You are viewing a read-only archive of the Blogs.Harvard network. Learn more.

The End of Public Financing for the Presidential Election?

Speculations about what kind of sea change the Internet has enabled for campaigning and how that sea change will translate on election day for the US president have been ubiquitous (really, it’s difficult to avoid a media outlet that isn’t opining about how the Internet is helping the Obama campaign with grassroots organization and fundraising). But news sources are starting to take note that another consequence of the unprecedented success of online fundraising will be the complete irrelevance of public campaign financing.

Although both McCain and Obama both pledged to opt into the public financing system for the general election if the other party’s candidate did the same, The Wall Street Journal reports that “Obama is poised to run the first privately financed general-election presidential campaign since Watergate”. Obama had previously said that he would “aggressively pursue” a publicly funded campaign, but according to the article, Obama “has laid the groundwork, through seeking a Federal Election Commission ruling, to reject traditional taxpayer funding.”

Because Clinton’s private fundraising would also likely exceed the amount that the public financing scheme would provide her, there is good reason to believe that she will opt out as well.

Because of the restrictions that accepting public financing imposes on candidates, candidates that opt out of the system would be far more independent of state parties and their respective party’s National Committees and would not need to coordinate with them for “get-out-the-vote efforts”. Or, as one of the lawyers from Kerry’s presidential campaign explains, “It’s just easier. You don’t have to talk to anybody.

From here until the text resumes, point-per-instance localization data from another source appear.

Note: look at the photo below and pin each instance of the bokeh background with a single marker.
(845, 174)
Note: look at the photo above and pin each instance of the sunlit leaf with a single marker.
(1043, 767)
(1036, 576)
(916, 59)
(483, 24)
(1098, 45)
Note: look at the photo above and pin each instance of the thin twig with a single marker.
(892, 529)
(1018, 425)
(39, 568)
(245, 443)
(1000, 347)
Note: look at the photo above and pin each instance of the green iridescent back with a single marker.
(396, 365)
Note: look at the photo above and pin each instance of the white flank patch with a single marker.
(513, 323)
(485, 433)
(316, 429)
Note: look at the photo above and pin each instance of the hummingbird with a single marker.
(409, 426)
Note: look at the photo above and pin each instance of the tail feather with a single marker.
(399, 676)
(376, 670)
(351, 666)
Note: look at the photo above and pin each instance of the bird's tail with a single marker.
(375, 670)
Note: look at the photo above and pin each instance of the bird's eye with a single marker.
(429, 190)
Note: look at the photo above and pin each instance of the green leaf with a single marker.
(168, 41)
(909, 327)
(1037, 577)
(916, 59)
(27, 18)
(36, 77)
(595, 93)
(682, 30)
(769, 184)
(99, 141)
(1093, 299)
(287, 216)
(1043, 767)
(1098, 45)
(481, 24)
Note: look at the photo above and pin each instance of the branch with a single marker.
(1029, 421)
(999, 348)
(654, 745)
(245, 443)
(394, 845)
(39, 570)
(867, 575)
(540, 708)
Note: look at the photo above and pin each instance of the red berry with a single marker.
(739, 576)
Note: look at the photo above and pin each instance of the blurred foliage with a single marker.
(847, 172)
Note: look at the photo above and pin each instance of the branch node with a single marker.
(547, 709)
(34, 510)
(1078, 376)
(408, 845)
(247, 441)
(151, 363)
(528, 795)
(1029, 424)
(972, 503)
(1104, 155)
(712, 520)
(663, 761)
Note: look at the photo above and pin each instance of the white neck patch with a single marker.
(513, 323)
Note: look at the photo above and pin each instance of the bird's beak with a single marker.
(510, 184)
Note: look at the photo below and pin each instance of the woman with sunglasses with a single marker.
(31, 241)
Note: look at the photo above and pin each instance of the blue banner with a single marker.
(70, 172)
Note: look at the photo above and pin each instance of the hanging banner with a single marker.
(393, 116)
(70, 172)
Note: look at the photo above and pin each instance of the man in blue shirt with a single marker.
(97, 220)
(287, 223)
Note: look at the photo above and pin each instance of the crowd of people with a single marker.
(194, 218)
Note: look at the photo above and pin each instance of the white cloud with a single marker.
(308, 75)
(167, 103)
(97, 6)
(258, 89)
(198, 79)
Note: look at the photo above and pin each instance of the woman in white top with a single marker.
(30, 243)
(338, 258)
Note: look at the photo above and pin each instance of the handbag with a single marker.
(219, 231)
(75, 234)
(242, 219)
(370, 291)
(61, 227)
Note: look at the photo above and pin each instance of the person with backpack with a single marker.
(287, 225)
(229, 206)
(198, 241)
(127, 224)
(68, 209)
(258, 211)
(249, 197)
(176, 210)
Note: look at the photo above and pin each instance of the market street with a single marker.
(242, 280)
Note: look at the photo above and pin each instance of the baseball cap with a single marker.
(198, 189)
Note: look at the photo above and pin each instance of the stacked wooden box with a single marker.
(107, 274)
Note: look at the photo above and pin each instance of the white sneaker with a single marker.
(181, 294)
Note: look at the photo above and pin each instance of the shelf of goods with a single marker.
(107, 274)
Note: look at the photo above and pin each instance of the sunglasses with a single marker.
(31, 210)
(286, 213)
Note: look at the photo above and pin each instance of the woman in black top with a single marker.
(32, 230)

You can just write the check.”

And taking the relationship between Obama and the Democratic National Committee as an example, the unprecedented fundraising of individual campaigns that the Internet seems to have enabled may mean an outright shift in dependence. With only $5 million on hand, the DNC has entered a joint fundraising agreement with the Obama campaign and is negotiating for an agreement with the Clinton Campaign.

Of course, Presidential candidates have been relying less on public financing since the 2000 election, when now President Bush opted out of the system for the Republican primary. For the 2008 election, Obama, Clinton, and McCain have all opted out of the system for the primaries.

Still, it will be interesting to see how the ability to be structurally independent from public financing will alter the dynamics between candidates and national parties, local parties, and state politicians.

Be Sociable, Share!

One Response to “The End of Public Financing for the Presidential Election?”

  1. Tony Pell Says:

    In campaign financing, Economic Class predominates — and is that acceptable in a truly democratic society? Compared with practice and law in Western Europe in general (presumably democracies….?), the profligacy of spending in US elections is tantamount to buying votes. The process today, though, is carried out on every level, from precinct to town to county to state and beyond, instead of through Wards as in the past. During a recent business trip to Europe I was again questioned by folks on all sides of the political spectrum (from left-leaning Social Democrats to staunch right-wing Conservatives) how the US can proclaim itself a great democracy when bank account electioneering is the rule rather than the exception. Free Speech is not defined by who can Yell Loudest, ie pay the most, is it? By a Political Financial Complex sitting easily next to its blood brother, the Military Industrial Complex? Free Flow of Information from those with deepest pockets?